Skip to content

CountVectorizer.transform() much slower since version 1.0 #21242

@sobayed

Description

@sobayed

Describe the bug

Since version 1.0, calling CountVectorizer.transform() is more than 100 times slower compared to previous versions. I did some basic profiling and I think it is related to the changes introduced in #19401

Benchmarks from my machine (see example code):

  • 0.24.2: 32.9 ms ± 352 µs per loop (mean ± std. dev. of 7 runs, 10 loops each)
  • 1.0: 6.19 s ± 175 ms per loop (mean ± std. dev. of 7 runs, 1 loop each)
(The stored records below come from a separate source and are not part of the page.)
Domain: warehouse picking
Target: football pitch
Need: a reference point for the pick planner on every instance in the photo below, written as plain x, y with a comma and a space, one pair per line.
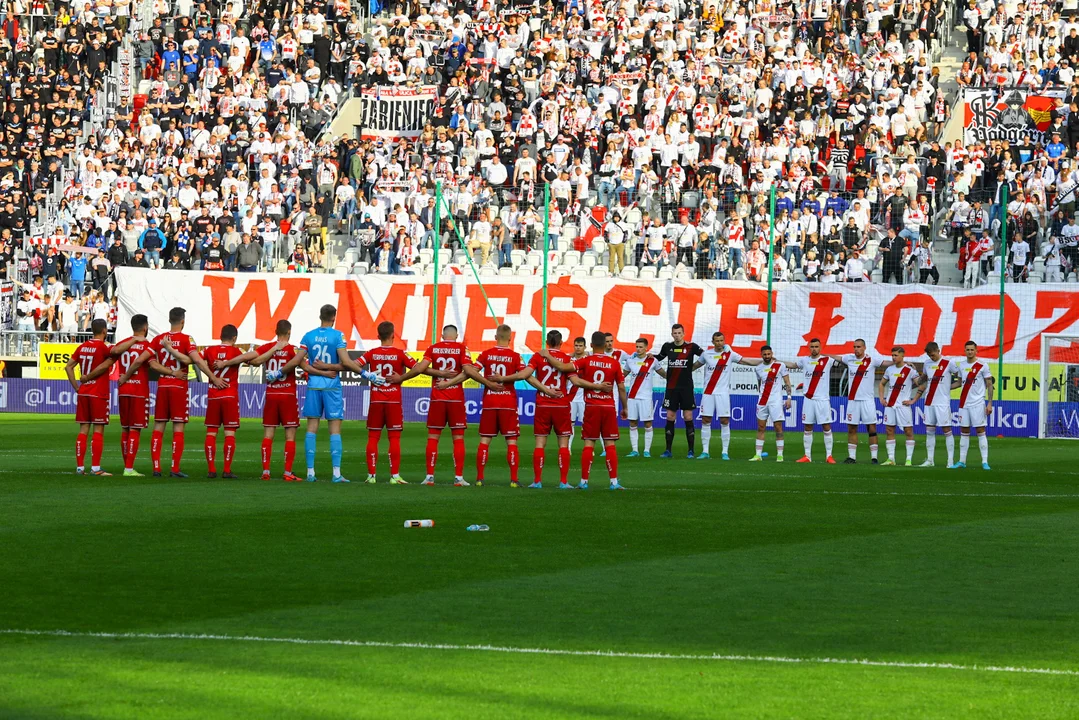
709, 588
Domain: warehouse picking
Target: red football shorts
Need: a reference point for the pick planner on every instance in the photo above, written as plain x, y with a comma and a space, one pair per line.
281, 410
441, 413
172, 405
222, 412
499, 421
552, 418
385, 415
601, 422
134, 411
92, 410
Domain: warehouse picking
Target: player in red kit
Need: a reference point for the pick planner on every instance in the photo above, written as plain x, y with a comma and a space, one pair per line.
388, 363
281, 407
92, 409
601, 418
447, 407
552, 409
499, 415
134, 390
222, 404
175, 351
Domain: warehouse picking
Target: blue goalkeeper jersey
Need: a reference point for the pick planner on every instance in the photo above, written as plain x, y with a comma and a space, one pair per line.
323, 344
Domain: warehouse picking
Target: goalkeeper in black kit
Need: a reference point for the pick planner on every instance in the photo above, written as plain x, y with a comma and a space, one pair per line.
680, 356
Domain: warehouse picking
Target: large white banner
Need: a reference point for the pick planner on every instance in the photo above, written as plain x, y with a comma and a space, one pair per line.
884, 315
395, 111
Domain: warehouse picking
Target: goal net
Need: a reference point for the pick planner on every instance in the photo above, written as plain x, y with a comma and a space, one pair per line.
1059, 398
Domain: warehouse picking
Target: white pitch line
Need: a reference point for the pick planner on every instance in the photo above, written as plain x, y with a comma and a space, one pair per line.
549, 651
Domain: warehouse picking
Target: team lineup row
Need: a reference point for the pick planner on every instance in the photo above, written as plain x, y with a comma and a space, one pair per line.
591, 389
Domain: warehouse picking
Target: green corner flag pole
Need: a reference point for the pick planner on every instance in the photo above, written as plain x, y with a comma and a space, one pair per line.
472, 265
436, 244
1004, 271
772, 249
546, 253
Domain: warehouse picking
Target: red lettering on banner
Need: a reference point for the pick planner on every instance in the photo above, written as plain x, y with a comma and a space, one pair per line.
354, 317
255, 296
558, 320
965, 309
444, 296
614, 303
893, 312
1048, 301
688, 299
479, 320
824, 318
732, 324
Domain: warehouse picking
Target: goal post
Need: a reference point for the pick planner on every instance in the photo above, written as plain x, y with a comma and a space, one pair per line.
1059, 388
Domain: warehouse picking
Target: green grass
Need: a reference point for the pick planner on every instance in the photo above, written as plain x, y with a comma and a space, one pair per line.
697, 558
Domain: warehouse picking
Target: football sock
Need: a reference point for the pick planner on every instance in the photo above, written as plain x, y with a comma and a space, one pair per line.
563, 465
267, 453
372, 450
230, 451
481, 452
537, 459
177, 450
586, 462
612, 459
80, 449
395, 452
432, 454
155, 442
513, 458
97, 445
209, 447
459, 456
289, 454
309, 451
133, 440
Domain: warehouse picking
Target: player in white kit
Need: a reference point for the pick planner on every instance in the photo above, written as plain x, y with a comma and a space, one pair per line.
898, 393
817, 404
577, 395
938, 375
975, 404
640, 369
861, 399
770, 406
715, 399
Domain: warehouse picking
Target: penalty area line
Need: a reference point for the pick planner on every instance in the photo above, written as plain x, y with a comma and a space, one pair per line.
547, 651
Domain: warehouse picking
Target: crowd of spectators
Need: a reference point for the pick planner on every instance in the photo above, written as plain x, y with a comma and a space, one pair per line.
659, 127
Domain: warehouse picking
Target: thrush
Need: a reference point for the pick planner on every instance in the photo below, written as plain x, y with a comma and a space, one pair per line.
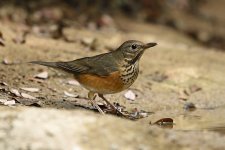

I understand the value of checking the vocabulary for non-lowercase entries, but it would be great if as a user I could somehow opt-out of this to not impact performance. We have some models in production making predictions record-by-record (batching not possible) and this issue is unfortunately blocking us from upgrading to 1.0 at the moment.

Steps/Code to Reproduce

from sklearn.feature_extraction.text import CountVectorizer
from sklearn.datasets import fetch_20newsgroups

data = fetch_20newsgroups(subset='train')
vec = CountVectorizer(lowercase=True).fit(data.data)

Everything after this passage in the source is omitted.